There is only 5.0 KM (3⅛ miles) of downhill hiking remaining. All the remaining pictures of this day are taken on my behalf.
Pressing on after the snow slope accident, hiking downhill into spectacular views on the home stretch with a single pole to Illecillewaet Campground parking in Glacier National Park, British Columbia, Canada
A quick pace is maintained on the descent. Threatening, overcast skies are holding back and throughout the remainder of the edgy descent around the rock bowl, beneath Mount Abbott, the scenery and immensity of surrounding features create a visual extravaganza which consumes the senses.
Switchbacks provide rapid descent near the lower edge of the rock bowl and the trail levels at a meadow before hiking on relatively flat trail through lush, old forest punctuated by impressive sections of rock slide. It is a constantly changing and very interesting section of trail which returns to the junction with the original trail descending from Marion Lake to the parking area at the large and well-appointed Illecillewaet Campground.

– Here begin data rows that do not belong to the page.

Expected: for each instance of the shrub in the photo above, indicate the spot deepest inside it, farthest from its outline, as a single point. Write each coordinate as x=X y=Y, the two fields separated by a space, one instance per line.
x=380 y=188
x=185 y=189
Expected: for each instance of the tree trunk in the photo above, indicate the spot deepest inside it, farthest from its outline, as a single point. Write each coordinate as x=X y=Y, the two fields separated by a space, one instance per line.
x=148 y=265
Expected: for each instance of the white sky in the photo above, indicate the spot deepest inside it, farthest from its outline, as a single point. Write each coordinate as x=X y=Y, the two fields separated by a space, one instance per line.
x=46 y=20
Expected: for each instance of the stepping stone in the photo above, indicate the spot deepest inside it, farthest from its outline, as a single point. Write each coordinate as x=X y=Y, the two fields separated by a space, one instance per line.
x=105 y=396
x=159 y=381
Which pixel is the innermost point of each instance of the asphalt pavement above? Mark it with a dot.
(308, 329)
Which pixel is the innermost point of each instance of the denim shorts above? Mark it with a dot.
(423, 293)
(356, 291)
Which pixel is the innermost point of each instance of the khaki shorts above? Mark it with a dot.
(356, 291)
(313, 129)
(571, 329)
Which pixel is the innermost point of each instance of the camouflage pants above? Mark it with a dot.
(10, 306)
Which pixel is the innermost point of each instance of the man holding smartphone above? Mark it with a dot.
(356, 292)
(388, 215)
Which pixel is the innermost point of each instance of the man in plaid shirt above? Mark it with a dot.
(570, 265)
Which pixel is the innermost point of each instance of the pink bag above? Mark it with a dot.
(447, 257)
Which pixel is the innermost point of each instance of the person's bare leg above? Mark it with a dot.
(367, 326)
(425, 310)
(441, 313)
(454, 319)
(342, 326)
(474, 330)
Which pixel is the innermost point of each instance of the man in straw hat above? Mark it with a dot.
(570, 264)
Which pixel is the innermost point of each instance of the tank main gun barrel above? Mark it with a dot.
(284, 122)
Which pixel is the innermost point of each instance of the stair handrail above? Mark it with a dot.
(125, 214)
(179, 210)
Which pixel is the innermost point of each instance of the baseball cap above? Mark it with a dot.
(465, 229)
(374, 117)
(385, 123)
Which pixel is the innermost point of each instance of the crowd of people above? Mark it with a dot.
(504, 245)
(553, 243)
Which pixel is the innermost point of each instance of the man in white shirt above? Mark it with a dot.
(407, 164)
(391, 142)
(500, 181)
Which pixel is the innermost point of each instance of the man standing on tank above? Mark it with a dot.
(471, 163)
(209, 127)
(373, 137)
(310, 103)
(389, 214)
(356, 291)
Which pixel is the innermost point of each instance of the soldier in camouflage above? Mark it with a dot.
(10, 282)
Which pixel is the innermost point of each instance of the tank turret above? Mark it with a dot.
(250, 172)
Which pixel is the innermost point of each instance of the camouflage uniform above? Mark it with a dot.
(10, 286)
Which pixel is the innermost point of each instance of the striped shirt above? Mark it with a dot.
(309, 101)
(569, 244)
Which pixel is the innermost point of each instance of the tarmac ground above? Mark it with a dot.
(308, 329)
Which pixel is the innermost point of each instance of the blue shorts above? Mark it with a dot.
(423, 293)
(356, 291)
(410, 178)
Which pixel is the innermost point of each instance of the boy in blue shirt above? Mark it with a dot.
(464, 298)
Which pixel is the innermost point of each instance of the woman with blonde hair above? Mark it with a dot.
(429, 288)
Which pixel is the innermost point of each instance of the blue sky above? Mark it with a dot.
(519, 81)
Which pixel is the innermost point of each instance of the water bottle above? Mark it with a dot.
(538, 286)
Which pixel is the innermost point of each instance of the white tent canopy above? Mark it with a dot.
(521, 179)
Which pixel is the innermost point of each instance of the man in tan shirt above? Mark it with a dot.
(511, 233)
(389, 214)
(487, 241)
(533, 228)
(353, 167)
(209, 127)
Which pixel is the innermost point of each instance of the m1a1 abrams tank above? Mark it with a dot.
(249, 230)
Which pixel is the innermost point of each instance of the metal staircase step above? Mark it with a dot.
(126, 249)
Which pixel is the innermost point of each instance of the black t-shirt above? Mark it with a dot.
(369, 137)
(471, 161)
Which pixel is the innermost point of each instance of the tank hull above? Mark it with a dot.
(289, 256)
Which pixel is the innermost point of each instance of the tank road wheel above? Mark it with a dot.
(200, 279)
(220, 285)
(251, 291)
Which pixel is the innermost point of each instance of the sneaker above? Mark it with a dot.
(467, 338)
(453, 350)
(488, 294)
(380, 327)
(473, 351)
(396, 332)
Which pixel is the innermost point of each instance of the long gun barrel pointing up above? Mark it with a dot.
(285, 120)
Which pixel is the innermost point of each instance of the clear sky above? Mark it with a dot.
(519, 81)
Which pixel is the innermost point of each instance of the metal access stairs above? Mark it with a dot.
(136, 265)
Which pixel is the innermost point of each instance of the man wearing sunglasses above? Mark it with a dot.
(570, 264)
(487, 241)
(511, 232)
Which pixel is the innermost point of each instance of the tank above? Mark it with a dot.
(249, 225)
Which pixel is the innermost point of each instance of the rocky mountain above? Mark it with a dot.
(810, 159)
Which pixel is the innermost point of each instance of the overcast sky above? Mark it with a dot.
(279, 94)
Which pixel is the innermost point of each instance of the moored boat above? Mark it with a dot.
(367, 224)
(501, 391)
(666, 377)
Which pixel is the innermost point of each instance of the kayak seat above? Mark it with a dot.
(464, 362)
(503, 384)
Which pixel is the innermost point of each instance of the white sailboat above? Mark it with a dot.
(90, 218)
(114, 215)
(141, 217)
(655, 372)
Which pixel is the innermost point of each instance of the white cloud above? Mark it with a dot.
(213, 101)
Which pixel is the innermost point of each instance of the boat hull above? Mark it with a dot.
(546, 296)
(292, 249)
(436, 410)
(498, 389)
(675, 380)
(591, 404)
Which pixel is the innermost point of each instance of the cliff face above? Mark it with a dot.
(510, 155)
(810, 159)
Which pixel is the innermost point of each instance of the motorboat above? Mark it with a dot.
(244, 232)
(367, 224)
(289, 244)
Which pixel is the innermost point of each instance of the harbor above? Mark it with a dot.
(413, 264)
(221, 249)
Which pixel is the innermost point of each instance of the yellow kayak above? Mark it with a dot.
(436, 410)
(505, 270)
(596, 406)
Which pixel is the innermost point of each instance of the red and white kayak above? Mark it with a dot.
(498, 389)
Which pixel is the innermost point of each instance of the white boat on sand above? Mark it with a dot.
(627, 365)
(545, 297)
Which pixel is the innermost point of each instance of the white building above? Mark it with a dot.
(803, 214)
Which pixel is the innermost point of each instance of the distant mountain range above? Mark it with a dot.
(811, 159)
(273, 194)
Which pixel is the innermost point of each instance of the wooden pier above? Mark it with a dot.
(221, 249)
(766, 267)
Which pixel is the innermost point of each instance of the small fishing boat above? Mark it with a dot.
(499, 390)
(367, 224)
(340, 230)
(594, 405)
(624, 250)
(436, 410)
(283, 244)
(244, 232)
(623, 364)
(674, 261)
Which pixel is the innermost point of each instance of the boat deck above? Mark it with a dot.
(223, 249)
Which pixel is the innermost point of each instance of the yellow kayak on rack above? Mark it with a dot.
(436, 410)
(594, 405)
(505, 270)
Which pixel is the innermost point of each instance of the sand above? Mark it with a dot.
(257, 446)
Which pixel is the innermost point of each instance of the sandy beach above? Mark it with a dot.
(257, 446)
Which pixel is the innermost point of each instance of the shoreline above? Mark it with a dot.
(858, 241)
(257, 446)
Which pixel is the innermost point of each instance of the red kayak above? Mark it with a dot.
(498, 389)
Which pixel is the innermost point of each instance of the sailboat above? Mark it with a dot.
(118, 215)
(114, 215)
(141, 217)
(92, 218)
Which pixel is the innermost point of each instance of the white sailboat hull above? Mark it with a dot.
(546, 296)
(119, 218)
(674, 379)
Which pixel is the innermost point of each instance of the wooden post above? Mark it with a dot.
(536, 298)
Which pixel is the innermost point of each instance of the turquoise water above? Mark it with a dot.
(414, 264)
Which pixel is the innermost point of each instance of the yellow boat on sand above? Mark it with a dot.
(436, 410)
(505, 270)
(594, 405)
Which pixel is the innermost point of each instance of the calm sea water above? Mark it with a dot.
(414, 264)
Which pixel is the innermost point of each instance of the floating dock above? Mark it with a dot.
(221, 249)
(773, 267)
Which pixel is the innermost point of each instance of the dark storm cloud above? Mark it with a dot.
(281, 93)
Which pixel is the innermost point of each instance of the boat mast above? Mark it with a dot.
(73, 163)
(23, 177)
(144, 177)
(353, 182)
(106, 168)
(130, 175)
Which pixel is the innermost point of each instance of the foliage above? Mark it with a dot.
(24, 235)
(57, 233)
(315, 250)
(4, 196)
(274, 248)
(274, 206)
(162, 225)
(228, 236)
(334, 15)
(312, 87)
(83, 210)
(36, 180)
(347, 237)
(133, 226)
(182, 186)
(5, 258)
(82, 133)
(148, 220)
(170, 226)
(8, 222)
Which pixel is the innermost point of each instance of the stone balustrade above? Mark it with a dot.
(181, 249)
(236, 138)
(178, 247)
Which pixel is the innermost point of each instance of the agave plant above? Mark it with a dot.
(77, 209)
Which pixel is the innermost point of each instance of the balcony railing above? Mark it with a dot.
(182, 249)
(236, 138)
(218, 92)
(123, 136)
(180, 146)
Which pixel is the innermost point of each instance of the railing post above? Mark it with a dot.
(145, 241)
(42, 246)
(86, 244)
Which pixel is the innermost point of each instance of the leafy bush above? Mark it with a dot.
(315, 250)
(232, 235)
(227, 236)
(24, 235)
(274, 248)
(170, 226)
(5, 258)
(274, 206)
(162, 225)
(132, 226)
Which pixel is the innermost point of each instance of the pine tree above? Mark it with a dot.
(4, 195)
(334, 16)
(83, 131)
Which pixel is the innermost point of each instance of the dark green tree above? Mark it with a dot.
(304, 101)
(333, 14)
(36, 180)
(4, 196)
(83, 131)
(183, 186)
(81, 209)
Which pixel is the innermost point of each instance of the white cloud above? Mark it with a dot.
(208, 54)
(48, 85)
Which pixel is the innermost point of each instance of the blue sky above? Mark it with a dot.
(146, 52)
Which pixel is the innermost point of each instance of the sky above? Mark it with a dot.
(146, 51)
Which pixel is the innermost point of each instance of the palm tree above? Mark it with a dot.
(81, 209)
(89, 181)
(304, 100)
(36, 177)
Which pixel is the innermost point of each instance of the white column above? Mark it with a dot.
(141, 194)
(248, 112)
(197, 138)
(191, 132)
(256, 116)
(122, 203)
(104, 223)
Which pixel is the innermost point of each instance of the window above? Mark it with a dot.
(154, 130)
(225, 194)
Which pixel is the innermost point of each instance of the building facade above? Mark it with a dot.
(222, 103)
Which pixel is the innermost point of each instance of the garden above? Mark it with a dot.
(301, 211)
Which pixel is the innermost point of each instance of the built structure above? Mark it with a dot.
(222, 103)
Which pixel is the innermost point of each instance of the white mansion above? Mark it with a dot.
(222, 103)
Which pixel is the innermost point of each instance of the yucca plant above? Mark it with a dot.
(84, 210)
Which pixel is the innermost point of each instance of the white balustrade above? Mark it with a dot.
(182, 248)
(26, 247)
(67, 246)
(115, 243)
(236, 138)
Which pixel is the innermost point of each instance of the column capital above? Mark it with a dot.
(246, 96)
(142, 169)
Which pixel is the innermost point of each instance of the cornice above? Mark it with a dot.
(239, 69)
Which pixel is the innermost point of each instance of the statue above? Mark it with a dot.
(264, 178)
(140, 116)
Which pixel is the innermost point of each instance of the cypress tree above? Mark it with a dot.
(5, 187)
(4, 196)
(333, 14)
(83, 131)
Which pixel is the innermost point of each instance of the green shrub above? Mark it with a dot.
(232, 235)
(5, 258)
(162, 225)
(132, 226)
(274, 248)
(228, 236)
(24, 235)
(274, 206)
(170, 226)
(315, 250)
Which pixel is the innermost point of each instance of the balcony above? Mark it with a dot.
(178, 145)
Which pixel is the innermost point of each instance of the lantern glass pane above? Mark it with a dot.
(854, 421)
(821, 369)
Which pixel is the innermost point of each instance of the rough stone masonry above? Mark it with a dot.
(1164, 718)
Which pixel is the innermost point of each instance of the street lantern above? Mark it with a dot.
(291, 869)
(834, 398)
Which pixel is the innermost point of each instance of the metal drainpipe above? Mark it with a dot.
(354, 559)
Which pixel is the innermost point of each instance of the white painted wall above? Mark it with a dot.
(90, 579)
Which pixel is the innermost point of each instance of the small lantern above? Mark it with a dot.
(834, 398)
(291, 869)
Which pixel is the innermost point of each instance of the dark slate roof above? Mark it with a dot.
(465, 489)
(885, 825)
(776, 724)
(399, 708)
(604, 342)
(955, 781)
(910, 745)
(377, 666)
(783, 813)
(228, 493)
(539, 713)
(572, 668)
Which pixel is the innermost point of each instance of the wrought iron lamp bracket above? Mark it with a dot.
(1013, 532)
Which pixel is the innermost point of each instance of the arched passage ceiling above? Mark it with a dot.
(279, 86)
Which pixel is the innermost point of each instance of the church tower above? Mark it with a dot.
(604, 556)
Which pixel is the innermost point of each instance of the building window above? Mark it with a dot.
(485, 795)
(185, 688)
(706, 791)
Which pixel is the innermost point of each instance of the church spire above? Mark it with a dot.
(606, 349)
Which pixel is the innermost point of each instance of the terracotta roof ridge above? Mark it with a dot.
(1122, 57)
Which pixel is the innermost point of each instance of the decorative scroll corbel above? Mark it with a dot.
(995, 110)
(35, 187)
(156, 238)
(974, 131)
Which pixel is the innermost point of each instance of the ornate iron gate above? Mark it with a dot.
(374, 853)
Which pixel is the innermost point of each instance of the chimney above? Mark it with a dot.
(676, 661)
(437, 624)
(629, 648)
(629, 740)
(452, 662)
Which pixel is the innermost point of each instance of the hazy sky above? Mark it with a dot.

Back at the Abbott Ridge trail-head the hike proceeds through the foundations of Glacier House. Interpretive plaques provide interesting history of this important historical resource in Glacier National Park, British Columbia, Canada.
Skies begin to clear again as the hike continues on the 1885 Rail Trail over the stone arch bridge above the glacial silt-laden Illecillewaet River near Illecillewaet Campground in Glacier National Park, BC, Canada.
The long drive home through Glacier National Park over Rogers Pass to the Palliser Lodge at Kicking Horse Mountain Resort above Golden, BC begins in the long shadows of late afternoon and ends late in the dark. On the drive up the road above Golden, a large owl narrowly avoids hitting the Dodge Journey as it flies into the path of our headlights on a hunt interrupted.
Hiking crampons would have made the crossing safe. Careful and slow progress would have made this crossing safe. Taking the alternate, and likely faster route, by scrambling scree above the snow slope would have made this crossing safe. Hindsight is always 20/20. Be careful and stay safe out there.
Photographs for this post were captured on August 7, 2013 in Rogers Pass, Glacier National Park and Revelstoke, British Columbia, Canada.